璇玑真君唇角泛起一抹高深莫测的轻笑,他捻起一枚白子,不急不缓,轻轻落下。
“啪嗒。”
一子落下,棋局瞬间风云变幻。
那原本即将升天而去的黑龙,其关键一处气眼,竟被死死扼住,龙身虽然依旧矫健,却再也无法挣脱棋盘的束缚。
半月之期,于修士而言,不过弹指一瞬。
当秦轩与曾一鸣终于从那堆积如山的教务中抬起头时,已有弟子前来禀报,言及论道台已成,诸位长老恭候多时。
秦轩并不想摆什么教主威风,他起身舒展了一下筋骨,对着一脸疲惫却又难掩兴奋的曾一鸣道:
“你也一并来吧。虽说你尚未结丹,但听一听总是好的,对你日后道途,或有些许帮助。”
“多谢教主美意!属下感激不尽!”曾一鸣激动得险些语无伦次,连忙躬身拜谢。
两人一前一后,行至蝎神殿后山。
只见一座通体由白玉铸就的宏大论道台,在阳光下熠熠生辉,灵气氤氲,道韵流转。
十余位金丹长老早已盘坐于各自的蒲团之上,神情肃穆,气息沉凝。
在他们身后,还站着一些他们带来的、天资最是出众的筑基期后辈。
见到秦轩到来,众人齐齐起身行礼。
秦轩微微颔首,示意众人免礼。
身形一动,便如一片落叶,悄无声息地飘落至那最高处的白玉华表之上,盘膝坐定,俯瞰台下众人。
曾一鸣则老老实实地在论道台最外围的一处角落坐下,收敛心神,生怕遗漏了什么。
一时间,天地俱静,唯有山风拂过。
秦轩目光扫过台下每一张充满期盼的脸庞,缓缓开口。
他的声音不高,却仿佛蕴含着某种天地至理,如黄钟大吕,响彻在每个人的心湖,直抵神魂深处。
“大道无形,生育天地;金丹有象,乃证真我。”
仅仅十二个字,便让在场所有金丹长老浑身一震,仿佛有一道玄奥的门户,在他们面前缓缓开启。
“今日开坛,非为炫技,乃述吾道。金丹者,非仅是法力之凝聚,实乃修士‘精、气、神’三宝混元如一,性命交修之无上结晶。世人皆言金丹分九品,然在我看来,不过三境而已。”
“下品金丹,或重法力浑厚,或重神魂凝练,失之偏颇,如跛足之人,虽能前行,却终难致远。”
“中品金丹,虽得三宝平衡,却如混浊之水,犹有杂质,道基不纯,未来道途,必多坎坷。”

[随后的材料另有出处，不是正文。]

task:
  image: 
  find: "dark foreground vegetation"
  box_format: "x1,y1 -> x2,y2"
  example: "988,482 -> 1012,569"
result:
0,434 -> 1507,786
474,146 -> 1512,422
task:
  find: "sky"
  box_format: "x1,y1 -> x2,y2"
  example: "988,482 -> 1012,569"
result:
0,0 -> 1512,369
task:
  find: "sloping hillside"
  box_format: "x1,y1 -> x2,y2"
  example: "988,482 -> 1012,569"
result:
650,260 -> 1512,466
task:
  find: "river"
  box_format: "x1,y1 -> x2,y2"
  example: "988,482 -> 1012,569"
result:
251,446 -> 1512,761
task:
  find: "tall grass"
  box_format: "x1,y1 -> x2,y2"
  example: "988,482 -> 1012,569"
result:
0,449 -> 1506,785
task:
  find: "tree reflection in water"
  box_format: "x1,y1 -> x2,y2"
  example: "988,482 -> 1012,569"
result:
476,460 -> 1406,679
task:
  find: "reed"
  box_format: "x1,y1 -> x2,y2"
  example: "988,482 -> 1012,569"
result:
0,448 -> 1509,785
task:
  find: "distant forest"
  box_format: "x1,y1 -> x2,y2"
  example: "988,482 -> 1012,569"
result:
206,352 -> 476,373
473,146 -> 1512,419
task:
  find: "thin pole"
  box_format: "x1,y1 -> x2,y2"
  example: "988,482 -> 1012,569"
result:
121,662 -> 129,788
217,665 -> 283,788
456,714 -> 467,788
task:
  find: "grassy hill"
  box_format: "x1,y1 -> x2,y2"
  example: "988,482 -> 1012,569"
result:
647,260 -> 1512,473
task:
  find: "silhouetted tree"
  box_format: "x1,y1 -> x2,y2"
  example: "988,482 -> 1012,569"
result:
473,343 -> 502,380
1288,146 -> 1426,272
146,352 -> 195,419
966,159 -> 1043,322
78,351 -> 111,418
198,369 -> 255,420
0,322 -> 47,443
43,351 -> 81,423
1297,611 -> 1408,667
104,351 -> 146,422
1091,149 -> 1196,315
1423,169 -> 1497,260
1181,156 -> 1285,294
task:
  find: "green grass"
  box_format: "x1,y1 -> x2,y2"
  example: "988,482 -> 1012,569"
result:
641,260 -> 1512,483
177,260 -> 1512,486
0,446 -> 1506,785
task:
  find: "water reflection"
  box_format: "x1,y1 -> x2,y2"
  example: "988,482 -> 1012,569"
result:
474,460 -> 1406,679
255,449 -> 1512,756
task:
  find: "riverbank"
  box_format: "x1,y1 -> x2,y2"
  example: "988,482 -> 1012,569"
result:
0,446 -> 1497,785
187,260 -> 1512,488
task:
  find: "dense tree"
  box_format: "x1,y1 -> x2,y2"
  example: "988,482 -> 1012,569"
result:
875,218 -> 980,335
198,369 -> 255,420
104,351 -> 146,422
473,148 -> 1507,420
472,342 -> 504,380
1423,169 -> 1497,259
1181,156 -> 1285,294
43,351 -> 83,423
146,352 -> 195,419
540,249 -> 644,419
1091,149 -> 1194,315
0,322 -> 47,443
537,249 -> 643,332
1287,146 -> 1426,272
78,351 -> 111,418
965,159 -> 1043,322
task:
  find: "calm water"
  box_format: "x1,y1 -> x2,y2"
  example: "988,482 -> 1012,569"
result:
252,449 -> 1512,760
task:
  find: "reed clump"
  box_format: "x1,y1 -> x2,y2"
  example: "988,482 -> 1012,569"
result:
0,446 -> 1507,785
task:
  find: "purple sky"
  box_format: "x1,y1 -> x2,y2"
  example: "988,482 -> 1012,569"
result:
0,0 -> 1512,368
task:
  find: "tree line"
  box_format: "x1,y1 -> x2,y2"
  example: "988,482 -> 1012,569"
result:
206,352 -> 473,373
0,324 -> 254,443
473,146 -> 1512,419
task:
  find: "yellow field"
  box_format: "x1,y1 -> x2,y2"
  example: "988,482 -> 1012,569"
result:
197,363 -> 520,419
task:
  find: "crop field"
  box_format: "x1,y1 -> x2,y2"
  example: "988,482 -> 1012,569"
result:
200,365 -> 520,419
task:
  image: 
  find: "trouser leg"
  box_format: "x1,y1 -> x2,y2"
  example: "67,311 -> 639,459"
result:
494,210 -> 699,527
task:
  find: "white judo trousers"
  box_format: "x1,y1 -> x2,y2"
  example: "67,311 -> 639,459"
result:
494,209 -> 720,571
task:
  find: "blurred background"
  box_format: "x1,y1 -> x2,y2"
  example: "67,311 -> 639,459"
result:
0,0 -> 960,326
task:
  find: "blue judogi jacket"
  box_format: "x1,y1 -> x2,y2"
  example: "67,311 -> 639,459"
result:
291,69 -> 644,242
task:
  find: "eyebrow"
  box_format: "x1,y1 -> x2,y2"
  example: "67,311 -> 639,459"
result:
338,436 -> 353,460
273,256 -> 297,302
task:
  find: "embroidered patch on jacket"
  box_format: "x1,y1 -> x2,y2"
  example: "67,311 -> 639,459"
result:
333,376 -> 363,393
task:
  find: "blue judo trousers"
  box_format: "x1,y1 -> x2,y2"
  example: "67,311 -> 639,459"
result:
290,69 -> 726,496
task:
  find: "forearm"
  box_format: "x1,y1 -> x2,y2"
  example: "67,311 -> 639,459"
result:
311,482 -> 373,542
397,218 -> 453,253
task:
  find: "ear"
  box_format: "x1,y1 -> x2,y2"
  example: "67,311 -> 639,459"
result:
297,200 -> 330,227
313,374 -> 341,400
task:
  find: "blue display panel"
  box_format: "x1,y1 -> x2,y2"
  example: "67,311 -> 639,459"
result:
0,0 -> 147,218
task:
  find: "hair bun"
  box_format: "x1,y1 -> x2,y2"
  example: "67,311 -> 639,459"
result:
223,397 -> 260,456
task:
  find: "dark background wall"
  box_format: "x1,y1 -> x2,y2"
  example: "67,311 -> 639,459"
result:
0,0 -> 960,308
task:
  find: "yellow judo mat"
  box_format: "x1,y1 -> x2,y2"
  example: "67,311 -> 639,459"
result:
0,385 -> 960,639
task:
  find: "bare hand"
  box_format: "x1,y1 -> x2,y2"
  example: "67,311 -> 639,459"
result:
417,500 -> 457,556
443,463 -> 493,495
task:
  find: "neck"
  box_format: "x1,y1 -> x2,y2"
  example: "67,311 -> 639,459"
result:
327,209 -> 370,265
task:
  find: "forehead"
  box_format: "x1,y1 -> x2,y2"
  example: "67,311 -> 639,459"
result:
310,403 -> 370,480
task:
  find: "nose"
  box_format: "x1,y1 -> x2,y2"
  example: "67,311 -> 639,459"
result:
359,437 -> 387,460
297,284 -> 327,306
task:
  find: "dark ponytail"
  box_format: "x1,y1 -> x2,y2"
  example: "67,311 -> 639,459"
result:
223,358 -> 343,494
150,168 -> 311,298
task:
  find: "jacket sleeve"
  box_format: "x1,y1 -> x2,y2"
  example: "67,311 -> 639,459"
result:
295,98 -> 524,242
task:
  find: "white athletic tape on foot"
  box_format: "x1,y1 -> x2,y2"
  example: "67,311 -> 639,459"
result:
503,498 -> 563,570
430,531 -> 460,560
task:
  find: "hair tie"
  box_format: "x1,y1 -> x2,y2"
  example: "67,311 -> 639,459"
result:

“唯有上品金丹,抱元守一,混元无漏,方是真正的大道之基。其丹如琉璃,内外明澈,可承载天地道韵,得以窥见那一线长生之机!”
秦轩的声音愈发玄妙,他开始阐述自己的道。
“吾之金丹,号为‘五圣混元’。五圣者,乃金、木、水、火、土五行本源所化之天地异种,为吾之外护道也。而混元者,是为阴阳未判,混沌未分之初始。此乃内圣外王之道!”
“欲结上品金丹,首重‘立意’!丹心即是道心,道心为何?非是空泛之言,而是要问己:我为何求道?我之‘真我’为何?此念不定,则道心不定,丹基必摇!当于心中立下‘真我如一,真性不昧,真道永恒’之无上宏愿,此念一起,便如一盏不灭心灯,照破万古迷雾,指引前路!”
“次重‘积累’。此积累,非仅是法力之积累。而是要以神观天地,观沧海桑田之变,悟星辰轮转之规;以心体万物,体五行生克之妙,感阴阳交泰之机。将所见、所闻、所思、所悟,尽数熔炼于己身法力神魂之中,使其圆融通透,如天地般生生不息!”
“再重‘劫数’。切记,丹劫非是阻道之魔,实乃天地之砥砺,大道之考验!吾结丹之时,曾引动心魔幻世之劫。然幻象万千,不敌我心头一念。非以力硬抗,而以道心为灯,视魔为镜,照见己身之不足,从而勘破,从而超越!劫过之后,则金丹圆满,道韵自生!”
秦轩的讲述,由浅入深,句句珠玑。
台下诸位听众,此刻已是反应各异。
一位困于金丹中期百年的老者,听闻“立意”之说,突然仰天长笑,笑声中竟带着泪水,他周身气息一阵剧烈波动,一道困扰他多年的心障,竟在此刻轰然破碎!
亦有长老眉头紧锁,时而掐诀推演,时而摇头苦思,显然是在试图理解那超越自身境界的玄奥至理,虽未顿悟,却也收获匪浅。
而如曾一鸣这般的筑基修士,更是听得如痴如醉。
他们虽不能完全理解其中深意,却也本能地将这些话语铭记于神魂深处,如同种下了一颗颗大道的种子,只待日后生根发芽。
这一场论道,足足持续了一天一夜。
当东方的天际泛起一抹鱼肚白,秦轩的讲述也渐渐进入尾声。
他并未再多言其他玄法,只是目光再次扫过众人,声音恢复了平静:
“金丹之道,存乎一心。吾道在此,诸君自悟。”
“大道漫漫,愿与诸君共勉。今日之薪火相传,盼他日道火永燃,光耀我教门楣!”
话音落下,秦轩缓缓起身,对着台下众人微微颔首,随后身形化作一道流光,消失在天际。
而论道台上,却无一人起身,所有人都沉浸在那番大道玄音的余韵之中,久久不能自拔。